LATE JULY EARLY MORNING JAUNTS
One of the blessings of living in the mountains is the chance to get out for short rewarding hikes before or after work. In the past week I've enjoyed three rambles in the cool of the morning, within a short drive of home.
1) WALKER BROOK CASCADES
I bushwhacked off Falling Waters Trail a little ways up Walker Brook, which drains the western slopes of Mts. Lafayette and Lincoln, then worked my way downstream past a series of nice cascades.
The highest cascade I went to.
Broad sheets of granite, very slippery.
A two-step cascade.
A series of shelves.
A granite boulevard through the forest.
A fine cascade, should be impressive in high water.
Rolling and tumbling.
2) LOWER FALLING WATERS TRAIL
The waterfalls along the Falling Waters Trail along Dry Brook were touted in late 1800s guidebooks, but they were called Walker's Falls because what is now called Dry Brook was then known as Walker Brook. At some point the Walker name was transferred to the next brook to the north, which has its own set of cascades. In those earlier days access to the waterfalls was via logging road and rough bushwhack. Today's Falling Waters Trail was laid out in 1958 by noted trail-builder Clyde Smith, and was completed with volunteer labor.
Stairs Falls, which was once called Lower Walker's Falls. In his 1898 Guide Book to the Franconia Notch and the Pemigewasset Valley, Frank O. Carpenter described it as "a series of step-like cascades over sheets of granite." In Part 2 of Charles H. Hitchcock's Geology of New Hampshire (1877), this is presumably what was called "Walker's Staircase."
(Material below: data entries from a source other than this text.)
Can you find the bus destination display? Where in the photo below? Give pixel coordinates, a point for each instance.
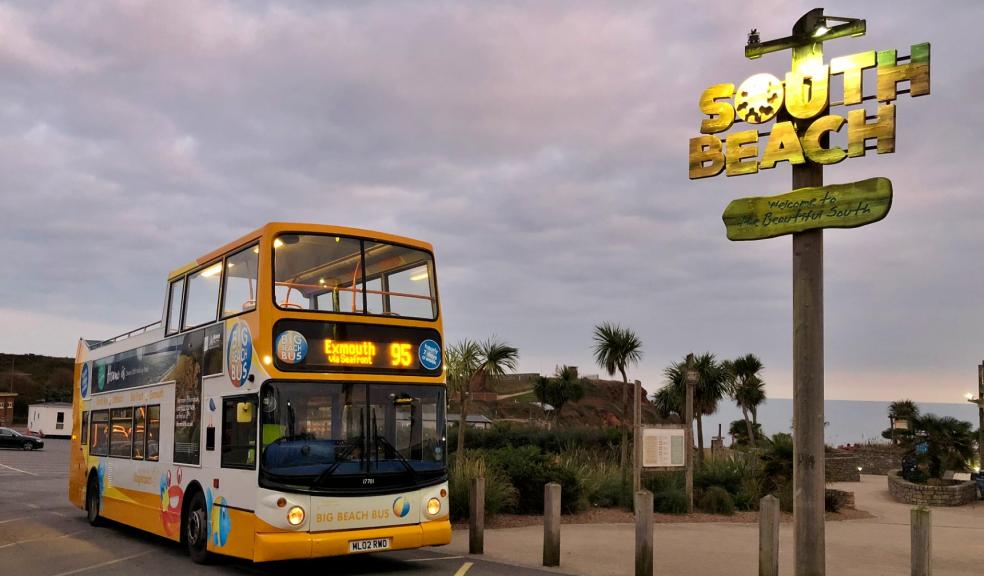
(303, 345)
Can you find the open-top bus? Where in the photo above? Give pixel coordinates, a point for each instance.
(289, 404)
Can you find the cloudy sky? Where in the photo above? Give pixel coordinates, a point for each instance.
(541, 147)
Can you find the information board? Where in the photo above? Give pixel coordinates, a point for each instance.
(663, 447)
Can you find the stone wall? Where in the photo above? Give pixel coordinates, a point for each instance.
(842, 467)
(956, 494)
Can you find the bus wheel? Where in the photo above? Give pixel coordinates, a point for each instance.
(92, 502)
(196, 530)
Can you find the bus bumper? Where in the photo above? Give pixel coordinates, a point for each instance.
(296, 545)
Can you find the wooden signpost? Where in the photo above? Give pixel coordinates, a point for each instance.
(800, 135)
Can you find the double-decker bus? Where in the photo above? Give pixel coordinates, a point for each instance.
(289, 404)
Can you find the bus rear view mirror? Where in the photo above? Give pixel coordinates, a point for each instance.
(244, 412)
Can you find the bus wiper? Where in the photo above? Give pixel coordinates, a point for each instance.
(340, 456)
(386, 444)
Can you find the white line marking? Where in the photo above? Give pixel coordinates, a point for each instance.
(432, 559)
(59, 537)
(14, 519)
(18, 470)
(103, 564)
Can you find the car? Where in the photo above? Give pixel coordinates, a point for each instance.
(14, 439)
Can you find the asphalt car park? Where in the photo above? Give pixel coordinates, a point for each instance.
(10, 438)
(43, 534)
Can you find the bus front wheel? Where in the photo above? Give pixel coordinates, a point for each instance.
(92, 502)
(196, 530)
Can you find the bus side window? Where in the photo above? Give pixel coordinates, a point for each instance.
(239, 432)
(153, 432)
(174, 306)
(240, 281)
(99, 435)
(84, 430)
(139, 428)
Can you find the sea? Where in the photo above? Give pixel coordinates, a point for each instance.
(846, 421)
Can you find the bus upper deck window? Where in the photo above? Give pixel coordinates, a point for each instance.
(203, 296)
(174, 306)
(240, 281)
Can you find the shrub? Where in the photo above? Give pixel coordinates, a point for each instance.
(599, 476)
(510, 435)
(500, 494)
(529, 470)
(717, 500)
(670, 501)
(724, 472)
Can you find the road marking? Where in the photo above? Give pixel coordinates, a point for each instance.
(18, 470)
(59, 537)
(432, 559)
(14, 519)
(103, 564)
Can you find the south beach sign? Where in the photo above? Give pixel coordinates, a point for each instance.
(805, 96)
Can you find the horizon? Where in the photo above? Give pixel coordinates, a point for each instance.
(541, 149)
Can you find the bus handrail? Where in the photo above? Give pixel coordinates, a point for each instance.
(124, 335)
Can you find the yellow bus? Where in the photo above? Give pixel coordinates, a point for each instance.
(290, 403)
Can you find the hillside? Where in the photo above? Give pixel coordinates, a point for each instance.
(36, 378)
(601, 405)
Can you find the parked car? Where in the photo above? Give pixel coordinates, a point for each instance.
(14, 439)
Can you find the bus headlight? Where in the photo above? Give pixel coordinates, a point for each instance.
(295, 516)
(433, 506)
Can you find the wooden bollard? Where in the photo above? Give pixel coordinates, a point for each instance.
(551, 524)
(476, 517)
(769, 536)
(922, 541)
(644, 533)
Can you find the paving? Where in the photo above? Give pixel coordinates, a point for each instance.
(867, 547)
(42, 534)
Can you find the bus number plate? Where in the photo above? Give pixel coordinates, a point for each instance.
(369, 545)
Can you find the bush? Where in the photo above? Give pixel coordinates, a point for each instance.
(509, 435)
(724, 472)
(717, 500)
(500, 494)
(670, 501)
(599, 476)
(529, 470)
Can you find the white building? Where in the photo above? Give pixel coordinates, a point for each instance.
(50, 419)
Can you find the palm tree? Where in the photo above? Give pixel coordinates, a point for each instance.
(746, 388)
(614, 349)
(902, 410)
(711, 386)
(471, 364)
(949, 443)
Swiftwater Falls, described by Carpenter as "a fall fifty feet high over blocks of granite."
Cloudland Falls was looking good after the previous night's heavy thunderstorms.
Carpenter called this the "splendid upper falls where the water makes a clear leap of sixty feet." Charles H. Hitchcock called it "Apron Falls."
It was going to be a busy day on Franconia Ridge. Coming down from Cloudland Falls I passed at least 150 upbound hikers, maybe more.
3) LITTLE EAST POND
This small, shallow secluded pond resides on a high shelf in the southern shadow of Scar Ridge. One of my favorite ponds in the Whites, it has a wild aura and is far less visited than its easterly neighbor, East Pond. The 2-mile hike to the pond on the East Pond Trail and Little East Pond Trail is pleasant with mostly very good footing.
The scene was a bit on the dark side when I arrived at the south shore around 9:00 am. The water level was down, making it easy to get out to the edge for a view of the Scar Ridge peaks.
This gnarled old red maple guards the shore just to the west of the outlook spot.
There were several clusters of what I believe is Pale St. John's Wort in bloom along the shore.
The sun burned through and brightened the pond and ridge. The main (west) summit of Scar Ridge is on the left, Middle Scar Ridge on the right. Middle Scar and its southern cliffy ledges look temptingly close from
here, but reports indicate that blowdown and dense conifer scrub
guarantee a miserable ascent. Mike Dickerman and I used this route back
in 1987 and it was difficult then. It sounds like it's even worse now.
I spent a quiet 50 minutes at the pond, taking in the serenity and listening to some of the last birdsong of the summer (White-throated Sparrow, Magnolia Warbler, Winter Wren, Red-eyed Vireo, Dark-eyed Junco). To my surprise, a Belted Kingfisher landed on a snag along the north shore. I assumed this very shallow pond was essentially fishless, but the Kingfisher dove with a splash and came up with a morsel.
Pleasant walking on the grade of the Woodstock & Thornton Gore logging railroad, which operated from 1909 to 1914. It's a wonderful mellow hike whether you do the 4-mile round trip to Little East Pond, or the full five mile loop that also includes East Pond.